- by foxnews
- 28 Nov 2024
Her pony Emma, her mane washed and brushed beautifully over one eye, stood by the side of the road, calmly unmoved by the thunderous noise made by the marching feet of several regiments of soldiers (unlike the restless horses of the mounted cavalry, tossing their heads at the canons).
The black hearse arrived into Windsor, decorated with flowers which had been hurled by mourners lining the road during the slow journey from London.
The same hypnotic, trance-inducing march played along Whitehall was picked up again by new musicians, flawlessly choreographed, but there was an instantly different aesthetic from the London procession.
A peculiarly unfunereal atmosphere had been mounting in the 24 hours before the service: the pubs were unusually crowded, and souvenir shops were doing brisk business selling postcards with black and white images of the late Queen and rapidly manufactured mugs decorated with slightly off-centre pictures of her face and the dates 1926-2022.

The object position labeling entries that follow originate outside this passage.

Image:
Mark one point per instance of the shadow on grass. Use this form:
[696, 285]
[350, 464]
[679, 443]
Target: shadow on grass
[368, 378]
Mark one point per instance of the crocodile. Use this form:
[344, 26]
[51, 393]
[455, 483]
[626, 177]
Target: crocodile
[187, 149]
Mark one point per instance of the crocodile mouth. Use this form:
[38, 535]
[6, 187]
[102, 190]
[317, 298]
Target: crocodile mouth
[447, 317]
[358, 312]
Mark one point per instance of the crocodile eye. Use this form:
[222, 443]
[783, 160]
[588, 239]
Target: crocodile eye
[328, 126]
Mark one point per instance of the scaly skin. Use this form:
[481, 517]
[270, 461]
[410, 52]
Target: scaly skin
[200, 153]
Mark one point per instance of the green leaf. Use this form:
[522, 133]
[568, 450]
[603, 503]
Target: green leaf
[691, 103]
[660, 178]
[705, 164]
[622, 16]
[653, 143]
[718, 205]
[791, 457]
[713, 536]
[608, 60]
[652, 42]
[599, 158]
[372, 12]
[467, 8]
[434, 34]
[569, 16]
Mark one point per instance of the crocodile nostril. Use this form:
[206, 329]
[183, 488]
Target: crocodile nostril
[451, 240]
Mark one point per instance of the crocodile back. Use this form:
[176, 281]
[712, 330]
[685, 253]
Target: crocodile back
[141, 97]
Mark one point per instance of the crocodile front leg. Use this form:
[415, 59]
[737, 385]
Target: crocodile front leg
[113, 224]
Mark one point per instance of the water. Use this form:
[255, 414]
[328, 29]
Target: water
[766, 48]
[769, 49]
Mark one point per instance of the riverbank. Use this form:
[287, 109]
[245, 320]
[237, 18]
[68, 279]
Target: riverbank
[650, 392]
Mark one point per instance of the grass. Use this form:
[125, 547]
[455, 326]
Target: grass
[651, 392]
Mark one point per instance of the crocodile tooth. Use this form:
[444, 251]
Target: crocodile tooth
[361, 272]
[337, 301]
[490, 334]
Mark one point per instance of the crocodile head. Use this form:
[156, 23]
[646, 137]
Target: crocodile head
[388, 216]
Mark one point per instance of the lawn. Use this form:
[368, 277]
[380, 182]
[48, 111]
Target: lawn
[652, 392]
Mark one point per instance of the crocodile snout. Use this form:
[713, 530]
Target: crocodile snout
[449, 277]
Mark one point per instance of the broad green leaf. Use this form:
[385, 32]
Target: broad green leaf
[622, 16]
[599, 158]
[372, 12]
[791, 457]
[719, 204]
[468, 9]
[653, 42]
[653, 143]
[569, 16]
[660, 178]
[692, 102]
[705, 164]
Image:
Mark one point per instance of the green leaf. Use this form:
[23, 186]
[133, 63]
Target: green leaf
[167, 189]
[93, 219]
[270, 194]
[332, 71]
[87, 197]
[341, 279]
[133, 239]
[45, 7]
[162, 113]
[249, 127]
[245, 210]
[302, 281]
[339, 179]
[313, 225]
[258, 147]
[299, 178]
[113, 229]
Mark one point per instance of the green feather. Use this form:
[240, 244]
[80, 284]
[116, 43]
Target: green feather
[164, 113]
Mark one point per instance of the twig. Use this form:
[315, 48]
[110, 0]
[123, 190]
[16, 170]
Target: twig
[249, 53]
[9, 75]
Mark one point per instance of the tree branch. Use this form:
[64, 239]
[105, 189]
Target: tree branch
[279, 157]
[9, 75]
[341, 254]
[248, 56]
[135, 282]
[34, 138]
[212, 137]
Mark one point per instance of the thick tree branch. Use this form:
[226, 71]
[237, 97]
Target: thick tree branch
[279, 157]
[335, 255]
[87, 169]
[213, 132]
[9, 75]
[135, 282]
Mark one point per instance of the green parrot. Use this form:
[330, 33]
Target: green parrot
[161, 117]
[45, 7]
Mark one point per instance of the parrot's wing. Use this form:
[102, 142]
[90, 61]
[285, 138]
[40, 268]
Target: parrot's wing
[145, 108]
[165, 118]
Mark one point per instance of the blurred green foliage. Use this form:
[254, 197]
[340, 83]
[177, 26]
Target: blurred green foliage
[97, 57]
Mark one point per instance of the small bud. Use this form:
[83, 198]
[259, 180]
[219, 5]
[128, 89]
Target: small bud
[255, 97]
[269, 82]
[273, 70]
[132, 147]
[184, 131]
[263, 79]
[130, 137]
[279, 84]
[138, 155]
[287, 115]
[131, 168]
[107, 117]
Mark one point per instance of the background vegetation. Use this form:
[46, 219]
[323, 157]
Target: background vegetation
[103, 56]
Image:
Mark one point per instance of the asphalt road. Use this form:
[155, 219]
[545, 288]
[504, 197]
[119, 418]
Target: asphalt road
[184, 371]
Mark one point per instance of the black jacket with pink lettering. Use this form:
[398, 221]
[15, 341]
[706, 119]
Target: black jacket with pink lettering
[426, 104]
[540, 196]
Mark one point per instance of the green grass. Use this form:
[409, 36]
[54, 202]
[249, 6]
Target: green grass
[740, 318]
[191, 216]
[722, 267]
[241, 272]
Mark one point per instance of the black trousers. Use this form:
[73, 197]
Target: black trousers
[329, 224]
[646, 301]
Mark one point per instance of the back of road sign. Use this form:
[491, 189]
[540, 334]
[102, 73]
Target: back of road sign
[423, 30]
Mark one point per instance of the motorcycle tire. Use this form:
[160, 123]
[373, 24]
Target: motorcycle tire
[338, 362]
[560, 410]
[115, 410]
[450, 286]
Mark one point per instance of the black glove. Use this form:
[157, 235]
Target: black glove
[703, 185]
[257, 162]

A man with his dog and belongings was left undisturbed to sleep on the pavement outside the Duchess of Cambridge pub, as people filed past wearing bowler hats adorned with union jacks.
As they made their way into the chapel, mourners will have caught a burst of the heady smell of thousands of wilting bunches of flowers, carefully arranged in rows, cellophane removed, to create the impression of a fading flower bed.
The Queen was due to be buried next to her husband, Prince Philip, and near the remains of her father, George VI, the Queen Mother and her sister, Princess Margaret.